Embrujo sobre embrujo,
empiezan con las bagualas,
de la caja sacan la seguridad
de una curación
a través del lamento,
y cantan con miedo y respeto
y solas.
Entonces los yaguaretés
paran sus orejas
y empiezan a temblar.
Saben que las oyeron
y luego soltaron
los maridos borrachos,
sus queridos autoritarios,
que se ahuyentan
por lo que no comprenden
de ellas.
Un chancho para que Sara Luna
le hable y saque afuera el canto
que lleva guardado como un arrullo
que ni siquiera el monte ha oído.
Mírela arrodillarse en el barro
que la siesta seca, y ponerse a rezar
junto a las bestias entredormidas,
que la huelen y se alejan. Ya conocen
a la anciana que entra al chiquero
y les habla dulcemente
de la salvación y el encierro.
El monte no es el único que oye
las historias. Los chanchos siguen
comiendo incluso en sueños,
lo que sea que se les acerque,
sea alambre, baldosa o ladrillo,
sólo las manos unidas en oración
no comen. La desobediencia
en la que están hundidos,
su oscuridad, atiende al rezo
de mi abuela, que cundo se emociona
canta del cordero y la reencarnación.
Puedo ver con qué sueña mi madre
Le estás haciendo doler la mano.
¿No te despiertan sus quejas?
¿Cómo es que soñás que la abuela
duerme en el piso, debajo de tu cama?
No te das cuenta de que está muerta.
Soltala. ¿Ni así vas a dejarla tranquila?
¿Podrías detenerla,
podría llevarte consigo tu mamá?
Que no duerma en el piso
toda doblada sin colchas.
¿Creés que es la madre
de lo que sentís por ella,
madre de tu respiración,
una música que te mueve,
que te haría dormir?
No se entra viva
al mundo de los muertos.
El Sagrado Corazón
En la sala de techos descascarados
del Hospital Israelita,
mi abuela terminaba de morir.
Cuando fueron apareciendo los síntomas,
pasaba la mayor parte del tiempo dormida
junto al cuadro inmenso
del Sagrado Corazón de Jesús,
rodeada de santitos.
En medio de la sordidez del hospital
y de ese cáncer que la postraba,
quería amparo,
ver ese corazón chorreando una luz
que sus venas aceptaran
junto a las corrientes de morfina,
y no sólo su cuerpo cansado.
Viéndola recordé cuando iba a su casa,
y con la radio prendida que pasaba
de nueve a tres de la mañana tangos y folclore,
me contaba historias de santos populares.

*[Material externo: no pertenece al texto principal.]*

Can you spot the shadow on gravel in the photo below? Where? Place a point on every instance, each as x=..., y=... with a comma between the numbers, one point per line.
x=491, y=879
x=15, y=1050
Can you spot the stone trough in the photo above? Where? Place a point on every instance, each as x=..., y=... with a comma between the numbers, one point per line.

Y de pronto, tirada ahí, casi nunca despierta,
parecía encarnar a la Difunta Correa
secándose en el desierto sanjuanino,
siendo capaz de dar amor
incluso después de muerta,
alimentando hasta la inconciencia
a ese tumor que bebía
del Sagrado Corazón de mi abuela,
hasta quedarse dormidos los dos,
uno en brazos del otro.
*(La Plata-Argentina, 1963 – Buenos Aires-Argentina, 2019). Traductor y novelista. Obtuvo el Premio Fortabat (novela), el Premio Clarín y el Premio Alfaguara (2012). En los últimos años se dedicó a rescatar archivos personales de grandes escritores para la Biblioteca Nacional. Publicó en novela Una misma noche (2012), entre otros.